At the same time he started learning more about Native American culture and married a native woman. They lived on the Leech Lake Reservation for a while and he began seeking out knowledge about building birch bark canoes, but often the knowledge wasn’t easily found.
Some of the advice was subtle. An elder would say, “I watched my grandfather and this is what I remember…”
Over time, the knowledge of birch bark canoes among Native Americans was becoming lost.
Simula said that the birch bark canoe is really an endangered cultural artifact. The traditions are not being passed on like they used to be. And, because of climate change, the birch trees are diminishing as well.
All northern tribes used these canoes, Simula said. There were differences between tribal forms because the canoes were built to the waterways that they were paddled on, and expanded on local material availability and technique preference.
It is all this history that makes Simula passionate for the birch bark canoe.

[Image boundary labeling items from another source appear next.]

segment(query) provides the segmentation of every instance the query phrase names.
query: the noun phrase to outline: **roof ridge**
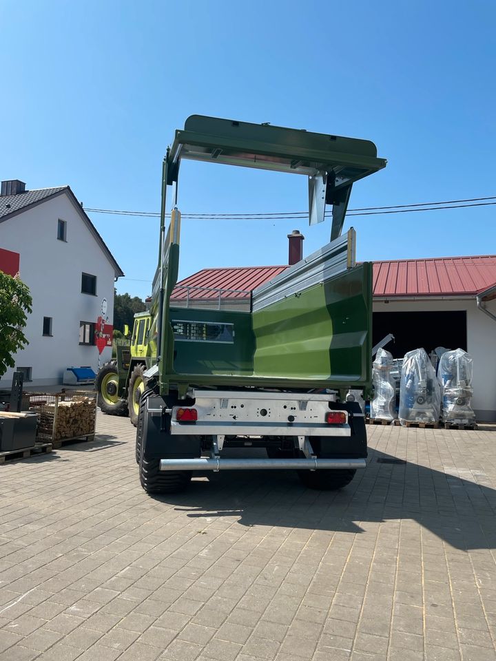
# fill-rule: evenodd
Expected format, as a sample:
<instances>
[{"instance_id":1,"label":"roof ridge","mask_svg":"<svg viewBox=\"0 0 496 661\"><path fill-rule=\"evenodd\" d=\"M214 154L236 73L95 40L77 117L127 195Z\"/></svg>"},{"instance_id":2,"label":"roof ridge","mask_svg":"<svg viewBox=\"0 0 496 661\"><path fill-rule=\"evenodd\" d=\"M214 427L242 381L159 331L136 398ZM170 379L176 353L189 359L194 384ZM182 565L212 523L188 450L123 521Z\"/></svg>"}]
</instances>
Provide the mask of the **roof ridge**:
<instances>
[{"instance_id":1,"label":"roof ridge","mask_svg":"<svg viewBox=\"0 0 496 661\"><path fill-rule=\"evenodd\" d=\"M277 264L268 266L206 266L205 269L197 271L197 273L200 273L204 271L247 271L251 269L285 269L289 266L289 264ZM193 273L193 275L194 275L195 274ZM191 276L188 277L189 277Z\"/></svg>"},{"instance_id":2,"label":"roof ridge","mask_svg":"<svg viewBox=\"0 0 496 661\"><path fill-rule=\"evenodd\" d=\"M392 264L395 262L436 262L444 260L479 260L483 258L496 259L496 255L457 255L455 257L415 257L403 260L371 260L374 264Z\"/></svg>"}]
</instances>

“There is a distinct beauty to the well-made birch bark canoe,” he said. “There’s something to be said about a canoe used for thousands of years.”
Simula built bark canoes for 15 years at Grand Portage National Monument, and in talking with visitors about the canoes, he said he found a number of common misconceptions. One is that many people think the white bark is on the outside. The reality is that the inside of the bark, which initially is yellow, then fades in sunlight to orange or red and eventually to white, found on the outside of the canoe. Also, people tend to think a birch bark canoe is easily made and quickly put together. Really, a functional canoe relies on good design, craftsmanship and select, durable materials. People have crossed Lake Superior in these canoes—they have to be made well.
In the last 20 years, Simula said there has been a resurgence of interest in birch bark canoes and this reflects the greater interest in retaining other aspects of traditional native culture, including native languages.
In 2009, Simula and his dog, Kitigan, paddled 1,000 miles in four months in his birch bark canoe.
“I wanted to paddle the Arrowhead Region where I grew up. It was a way of living for me, to visit friends and family and take side routes.”
Halfway through the trip, he had to replace a two-foot section of bark on the hull of the canoe. But this is another thing Simula likes about the birch bark canoe. If you need to repair it, you can.
Though it’s not easy to maintain. You have to learn about pitching and keeping the bark supple. Yet, Simula said, if you’re in a bark canoe, and you hit a rock, you might get a scratch, but the hull is really durable.
For Simula, the love of paddling a birch bark canoe is encompassed by the history and tradition of the material. But more than that he said, “it is a spiritual experience. Think about the natural materials—cedar, bark, root, pitch. If you’re in tune with nature, it’s a powerful connection.”